Entscheidungsstichwort (Thema)
Vorlage zur Vorabentscheidung. Sozialpolitik. Überarbeitete Rahmenvereinbarung über den Elternurlaub. Rückkehr aus dem Elternurlaub. Recht, an seinen früheren Arbeitsplatz zurückzukehren oder eine gleichwertige oder ähnliche Arbeit zugewiesen zu bekommen. Bestehenbleiben der erworbenen Rechte oder Anwartschaften. Beamter eines Bundeslands, der im Beamtenverhältnis auf Probe in ein Amt mit leitender Funktion befördert wurde. Regelung dieses Bundeslands, nach der die Probezeit auch dann kraft Gesetzes und unter Ausschluss der Möglichkeit einer Verlängerung nach zwei Jahren endet, wenn die Abwesenheit auf einem Elternurlaub beruht. Unvereinbarkeit. Folgen
Normenkette
Richtlinie 2010/18/EU
Beteiligte
Tenor
1. Paragraf 5 Nrn. 1 und 2 der überarbeiteten Rahmenvereinbarung über den Elternurlaub, die im Anhang der Richtlinie 2010/18/EU des Rates vom 8. März 2010 zur Durchführung der von BUSINESSEUROPE, UEAPME, CEEP und EGB geschlossenen überarbeiteten Rahmenvereinbarung über den Elternurlaub und zur Aufhebung der Richtlinie 96/34/EG wiedergegeben ist, ist dahin auszulegen, dass er einer nationalen Regelung wie der im Ausgangsverfahren fraglichen entgegensteht, wonach die endgültige Beförderung in ein Amt mit leitender Funktion im öffentlichen Dienst voraussetzt, dass der ausgewählte Bewerber zuvor eine zweijährige Probezeit im übertragenen Amt erfolgreich absolviert, und wonach die Probezeit, wenn sich ein solcher Bewerber während des überwiegenden Teils davon im Elternurlaub befand und weiterhin befindet, kraft Gesetzes und unter Ausschluss der Möglichkeit einer Verlängerung nach diesen zwei Jahren endet, so dass dem Bewerber bei der Rückkehr aus seinem Elternurlaub wieder das status- und besoldungsrechtlich niedriger eingestufte Amt übertragen wird, das er vor seiner Berufung in das Beamtenverhältnis auf Probe innehatte. Die damit verbundene Verletzung dieses Paragrafen kann nicht mit der Zielsetzung der Probezeit gerechtfertigt werden, die darin besteht, die Bewährung für das zu übertragende Amt mit leitender Funktion feststellen zu können.

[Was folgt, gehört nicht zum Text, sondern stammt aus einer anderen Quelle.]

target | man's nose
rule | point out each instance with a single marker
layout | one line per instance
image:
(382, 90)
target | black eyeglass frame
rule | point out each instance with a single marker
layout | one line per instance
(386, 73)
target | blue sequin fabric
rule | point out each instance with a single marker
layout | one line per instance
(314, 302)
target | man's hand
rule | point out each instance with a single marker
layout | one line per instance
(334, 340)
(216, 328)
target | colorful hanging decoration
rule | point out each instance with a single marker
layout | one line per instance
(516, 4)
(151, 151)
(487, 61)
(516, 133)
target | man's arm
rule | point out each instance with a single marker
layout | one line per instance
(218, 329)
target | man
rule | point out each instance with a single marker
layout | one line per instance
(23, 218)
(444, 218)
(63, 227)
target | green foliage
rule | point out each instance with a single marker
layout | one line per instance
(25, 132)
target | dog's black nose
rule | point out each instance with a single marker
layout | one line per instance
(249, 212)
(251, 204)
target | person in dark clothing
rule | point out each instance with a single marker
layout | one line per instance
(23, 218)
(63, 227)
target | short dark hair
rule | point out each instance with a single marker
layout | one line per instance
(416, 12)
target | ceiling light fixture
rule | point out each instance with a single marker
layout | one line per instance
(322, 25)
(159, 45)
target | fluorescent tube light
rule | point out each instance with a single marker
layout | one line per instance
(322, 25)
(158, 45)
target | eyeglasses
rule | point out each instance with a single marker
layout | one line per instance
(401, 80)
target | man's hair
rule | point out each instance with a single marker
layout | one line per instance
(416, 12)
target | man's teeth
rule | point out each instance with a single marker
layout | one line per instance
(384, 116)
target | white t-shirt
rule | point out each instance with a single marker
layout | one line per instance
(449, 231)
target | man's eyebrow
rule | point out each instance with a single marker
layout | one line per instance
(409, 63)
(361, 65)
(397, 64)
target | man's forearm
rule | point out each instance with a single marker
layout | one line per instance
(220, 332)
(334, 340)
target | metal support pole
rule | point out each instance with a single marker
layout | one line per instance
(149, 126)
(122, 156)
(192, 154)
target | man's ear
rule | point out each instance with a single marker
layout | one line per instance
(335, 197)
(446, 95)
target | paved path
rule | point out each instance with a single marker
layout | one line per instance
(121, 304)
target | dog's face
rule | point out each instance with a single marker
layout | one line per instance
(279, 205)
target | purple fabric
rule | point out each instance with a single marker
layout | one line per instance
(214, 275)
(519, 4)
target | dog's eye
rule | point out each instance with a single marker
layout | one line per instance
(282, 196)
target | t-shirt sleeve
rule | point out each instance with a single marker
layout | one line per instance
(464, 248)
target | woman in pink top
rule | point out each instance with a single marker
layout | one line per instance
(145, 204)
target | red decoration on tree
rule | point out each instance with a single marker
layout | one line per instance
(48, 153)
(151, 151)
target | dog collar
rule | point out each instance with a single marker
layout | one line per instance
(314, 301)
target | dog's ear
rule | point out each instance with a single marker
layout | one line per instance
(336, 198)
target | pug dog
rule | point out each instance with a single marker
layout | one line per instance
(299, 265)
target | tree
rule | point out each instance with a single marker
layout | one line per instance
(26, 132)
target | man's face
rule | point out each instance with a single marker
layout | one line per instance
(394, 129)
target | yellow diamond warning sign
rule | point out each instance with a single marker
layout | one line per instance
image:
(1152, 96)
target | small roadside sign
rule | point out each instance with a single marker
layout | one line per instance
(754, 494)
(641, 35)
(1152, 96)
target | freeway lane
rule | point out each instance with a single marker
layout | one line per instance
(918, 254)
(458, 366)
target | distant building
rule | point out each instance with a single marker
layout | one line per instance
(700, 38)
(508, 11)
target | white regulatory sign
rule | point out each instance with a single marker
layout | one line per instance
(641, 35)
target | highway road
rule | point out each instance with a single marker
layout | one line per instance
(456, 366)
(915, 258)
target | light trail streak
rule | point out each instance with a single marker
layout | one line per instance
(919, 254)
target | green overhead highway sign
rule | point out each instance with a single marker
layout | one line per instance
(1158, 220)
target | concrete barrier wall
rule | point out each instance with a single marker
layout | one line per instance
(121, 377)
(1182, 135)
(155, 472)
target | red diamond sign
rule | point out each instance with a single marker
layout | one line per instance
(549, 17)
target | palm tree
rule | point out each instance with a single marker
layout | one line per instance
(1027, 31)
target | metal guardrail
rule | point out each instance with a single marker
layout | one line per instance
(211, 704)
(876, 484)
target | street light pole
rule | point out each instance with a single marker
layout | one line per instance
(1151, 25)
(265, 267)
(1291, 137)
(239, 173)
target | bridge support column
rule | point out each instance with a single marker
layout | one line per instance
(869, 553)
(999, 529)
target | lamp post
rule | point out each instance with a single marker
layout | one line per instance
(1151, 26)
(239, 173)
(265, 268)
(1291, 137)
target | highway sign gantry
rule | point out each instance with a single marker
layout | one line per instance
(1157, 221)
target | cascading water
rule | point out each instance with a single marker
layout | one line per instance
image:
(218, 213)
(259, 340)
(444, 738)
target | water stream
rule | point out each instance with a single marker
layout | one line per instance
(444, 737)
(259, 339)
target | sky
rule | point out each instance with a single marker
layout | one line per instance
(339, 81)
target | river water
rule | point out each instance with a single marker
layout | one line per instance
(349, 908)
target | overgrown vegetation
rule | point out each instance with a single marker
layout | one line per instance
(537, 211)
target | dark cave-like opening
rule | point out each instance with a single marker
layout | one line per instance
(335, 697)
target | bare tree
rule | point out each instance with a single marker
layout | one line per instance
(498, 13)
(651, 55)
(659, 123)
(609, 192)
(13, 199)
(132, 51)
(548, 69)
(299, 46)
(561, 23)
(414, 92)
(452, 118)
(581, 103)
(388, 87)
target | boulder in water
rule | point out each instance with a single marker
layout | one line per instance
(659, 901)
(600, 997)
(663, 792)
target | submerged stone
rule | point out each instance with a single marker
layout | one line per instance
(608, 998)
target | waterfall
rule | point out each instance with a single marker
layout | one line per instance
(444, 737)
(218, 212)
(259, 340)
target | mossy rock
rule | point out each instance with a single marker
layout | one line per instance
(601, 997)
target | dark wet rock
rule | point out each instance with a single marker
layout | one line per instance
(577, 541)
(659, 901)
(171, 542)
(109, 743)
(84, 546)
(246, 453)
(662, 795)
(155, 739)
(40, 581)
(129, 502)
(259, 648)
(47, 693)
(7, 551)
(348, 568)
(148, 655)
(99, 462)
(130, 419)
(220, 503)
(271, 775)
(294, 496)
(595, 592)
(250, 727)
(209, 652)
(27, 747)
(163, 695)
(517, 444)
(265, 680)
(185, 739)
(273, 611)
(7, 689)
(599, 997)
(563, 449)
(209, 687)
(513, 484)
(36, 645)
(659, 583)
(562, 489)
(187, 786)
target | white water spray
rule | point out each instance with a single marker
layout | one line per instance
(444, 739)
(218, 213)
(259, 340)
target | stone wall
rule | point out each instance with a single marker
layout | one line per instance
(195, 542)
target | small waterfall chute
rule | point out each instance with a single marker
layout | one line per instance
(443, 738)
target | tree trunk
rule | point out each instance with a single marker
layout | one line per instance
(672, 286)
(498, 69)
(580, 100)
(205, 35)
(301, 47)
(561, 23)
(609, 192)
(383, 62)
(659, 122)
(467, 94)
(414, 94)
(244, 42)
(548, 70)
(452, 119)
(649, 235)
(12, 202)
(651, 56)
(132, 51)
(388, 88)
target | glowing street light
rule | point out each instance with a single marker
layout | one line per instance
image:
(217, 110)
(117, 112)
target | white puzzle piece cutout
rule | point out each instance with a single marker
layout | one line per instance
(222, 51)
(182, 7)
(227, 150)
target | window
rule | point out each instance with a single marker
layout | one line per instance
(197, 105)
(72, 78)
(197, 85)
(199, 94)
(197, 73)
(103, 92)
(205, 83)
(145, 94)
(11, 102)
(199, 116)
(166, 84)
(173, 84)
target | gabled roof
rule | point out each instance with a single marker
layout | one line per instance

2. Es ist Sache des vorlegenden Gerichts, erforderlichenfalls unter Außerachtlassung der im Ausgangsverfahren fraglichen nationalen Regelung aufgrund des in Paragraf 5 Nr. 1 der im Anhang der Richtlinie 2010/18 wiedergegebenen überarbeiteten Rahmenvereinbarung aufgestellten Erfordernisses zu prüfen, ob es dem betreffenden Land in seiner Eigenschaft als Arbeitgeber unter Umständen wie denen des Ausgangsverfahrens objektiv unmöglich war, der Betroffenen im Anschluss an ihren Elternurlaub die Rückkehr an ihren früheren Arbeitsplatz zu ermöglichen, und, wenn ja, darüber zu wachen, dass ihr entsprechend ihrem Arbeitsvertrag oder Beschäftigungsverhältnis ein gleichwertiger oder ähnlicher Arbeitsplatz zugewiesen wird, ohne dass dessen Zuweisung von der Durchführung eines neuen Auswahlverfahrens abhängig gemacht werden darf. Es ist ferner Sache des vorlegenden Gerichts, darüber zu wachen, dass die Betroffene im Anschluss an ihren Elternurlaub an dem Arbeitsplatz, an den sie zurückkehrt, oder an dem ihr neu zugewiesenen Arbeitsplatz eine Probezeit unter Bedingungen fortsetzen kann, die den Anforderungen von Paragraf 5 Nr. 2 der überarbeiteten Rahmenvereinbarung entsprechen.
Tatbestand
In der Rechtssache
betreffend ein Vorabentscheidungsersuchen nach Art. 267 AEUV, eingereicht vom Verwaltungsgericht Berlin (Deutschland) mit Entscheidung vom 2. Juli 2015, beim Gerichtshof eingegangen am 24. März 2016, in dem Verfahren
H.
gegen
Land Berlin
erlässt
DER GERICHTSHOF (Zweite Kammer)
unter Mitwirkung des Kammerpräsidenten M. Ilešič, der Richterin A. Prechal (Berichterstatterin), des Richters A. Rosas, der Richterin C. Toader und des Richters E. Jarašiūnas,
Generalanwalt: P. Mengozzi,
Kanzler: A. Calot Escobar,
aufgrund des schriftlichen Verfahrens,
unter Berücksichtigung der Erklärungen
- von Frau H.,
- des Landes Berlin, vertreten durch M. Theis, E.-N. Voigt, K.-P. Nießner und A. Hollmann als Bevollmächtigte,
- der Europäischen Kommission, vertreten durch C. Valero und M. Kellerbauer als Bevollmächtigte,
nach Anhörung der Schlussanträge des Generalanwalts in der Sitzung vom 26. April 2017
folgendes
Urteil
Entscheidungsgründe
Rz. 1
Das Vorabentscheidungsersuchen betrifft die Auslegung von Paragraf 5 Nrn. 1 und 2 der am 18. Juni 2009 geschlossenen überarbeiteten Rahmenvereinbarung über den Elternurlaub (im Folgenden: überarbeitete Rahmenvereinbarung), die im Anhang der Richtlinie 2010/18/EU des Rates vom 8. März 2010 zur Durchführung der von BUSINESSEUROPE, UEAPME, CEEP und EGB geschlossenen überarbeiteten Rahmenvereinbarung über den Elternurlaub und zur Aufhebung der Richtlinie 96/34/EG (ABl. 2010, L 68, S. 13) wiedergegeben ist, sowie der Art. 14 Abs. 1 Buchst. a und c, 15 und 16 der Richtlinie 2006/54/EG des Europäischen Parlaments und des Rates vom 5. Juli 2006 zur Verwirklichung des Grundsatzes der Chancengleichheit und Gleichbehandlung von Männern und Frauen in Arbeits...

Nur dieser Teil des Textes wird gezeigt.